An interdisciplinary team of George Washington University (GW) researchers are investigating more accurate and rapid methods of identification of bacterial pathogens in patients with pulmonary infections, which could lead to more targeted antimicrobial therapy with potentially less adverse effects and lower costs. Next-generation sequencing (NGS) of samples from the sputum of intubated patients, as outlined in their recently published paper in the Journal of Clinical Microbiology, may enable more focused treatment of pneumonia in the critically ill, which has the potential to reduce health care spending, as well as improve survival.
"Currently, patients who develop pneumonia after entering the ICU are subjected to broad-spectrum antibiotics, which adds costs, potentially increases the risk of development of antimicrobial resistance, and creates a greater likelihood of an adverse effect attributable to the antibiotics," said co-author Gary Simon, M.D., Ph.D., Walter G. Ross Professor of Medicine and director of the Division of Infectious Diseases at the GW School of Medicine and Health Sciences (SMHS). "In our paper, we show these methods could improve if we establish a more precise microbiologic cause."

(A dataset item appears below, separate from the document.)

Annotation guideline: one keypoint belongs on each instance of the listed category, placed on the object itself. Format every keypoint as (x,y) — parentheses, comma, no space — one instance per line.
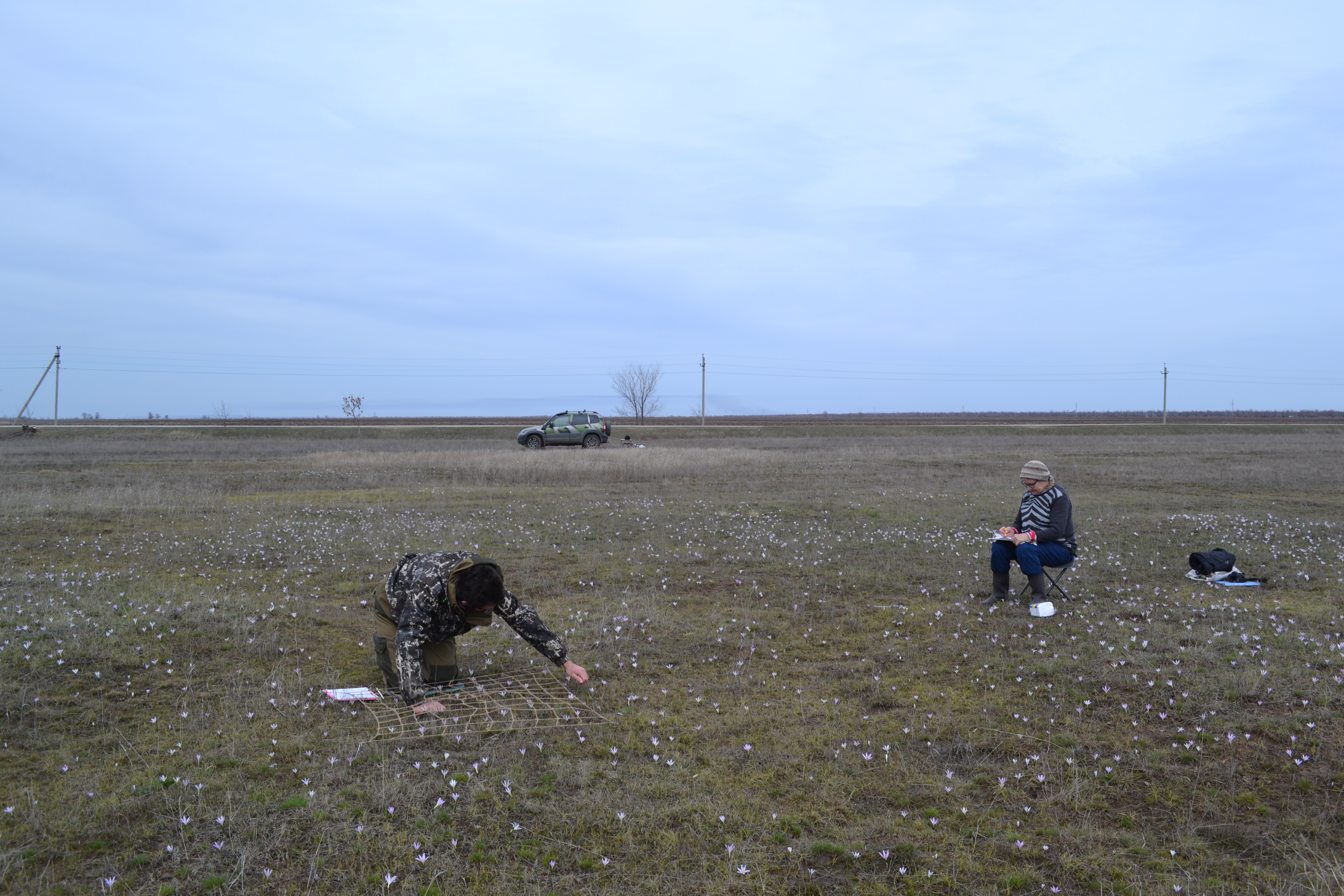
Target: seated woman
(1041,536)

NGS, or the process of determining the DNA sequence of a patient's genome and microbiome, provides the means to establish a more precise microbiologic cause, according to co-author Timothy McCaffrey, Ph.D., professor of medicine and director of the Division of Genomic Medicine at GW SMHS.
"Through analyzing the data provided by the NGS, we were able to identify bacteria not previously identified through standard microbiological methods," said McCaffrey.

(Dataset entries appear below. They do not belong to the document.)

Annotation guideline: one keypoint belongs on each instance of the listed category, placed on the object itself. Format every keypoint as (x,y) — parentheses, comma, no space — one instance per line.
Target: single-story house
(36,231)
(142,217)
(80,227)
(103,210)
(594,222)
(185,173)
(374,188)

As technical advances reduce the processing and sequencing times, NGS-based methods may ultimately be able to provide clinicians with rapid, precise, culture-independent identification of bacterial, fungal, and viral pathogens and their antimicrobial sensitivity profiles.
"This will allow for a more precise patient population to be treated for pneumonia," said co-author Marc Siegel, M.D., assistant professor of medicine at GW SMHS. "Using this technology, physicians in the future should be able to make a more accurate diagnosis of the cause of what the pneumonia is and tailor their therapy accordingly."

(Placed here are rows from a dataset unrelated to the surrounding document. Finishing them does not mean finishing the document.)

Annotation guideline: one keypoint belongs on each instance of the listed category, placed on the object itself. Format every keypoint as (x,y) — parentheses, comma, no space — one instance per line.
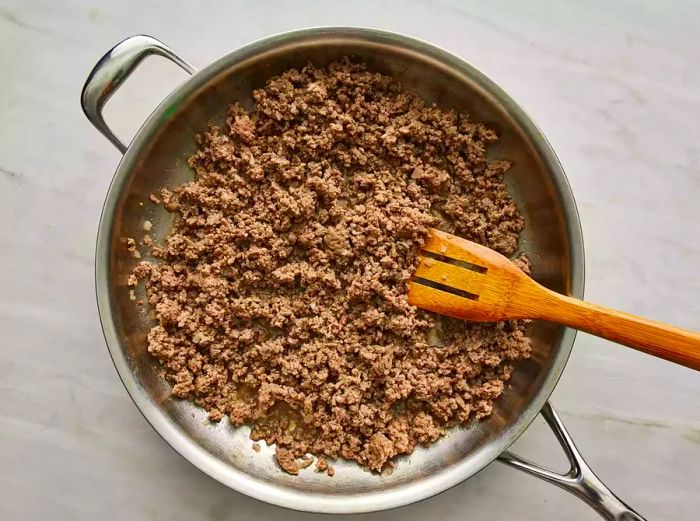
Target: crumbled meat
(321,465)
(280,291)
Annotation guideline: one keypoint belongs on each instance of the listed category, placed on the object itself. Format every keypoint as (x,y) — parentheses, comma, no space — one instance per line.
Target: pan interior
(158,158)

Ian Toma, M.D., Ph.D., MSHS, visiting assistant professor in the Division of Genomic Medicine and Department of Physical Therapy and Health Care Sciences at GW SMHS, developed the NGS procedure using the most advanced sequencing methods available. "It was a challenging proof-of-concept study and a truly interdisciplinary translational research effort that will likely be implemented into clinical practice within the near future," he said.
Keith Crandall, Ph.D., director of the Computational Biology Institute - a new interdisciplinary research strategic initiative at GW - and his group of researchers contributed to the NGS data analysis with their unique bioinformatics tool "PathoScope," a promising application for identification of pathogens.
"Our tool provides a powerful statistical approach for sifting through NGS data and quickly identifying and characterizing pathogens from a patient's sample," said Crandall. "This is truly 'personalized medicine' as we identify specific strains of bacteria infecting individual patients and provide physicians with targeted information for antibiotic treatments for each individual."
This research was funded in part through a Children's National Health System and GWClinical and Translational Science Award grant and by private funding provided by the Abramson Family Foundation, Inc.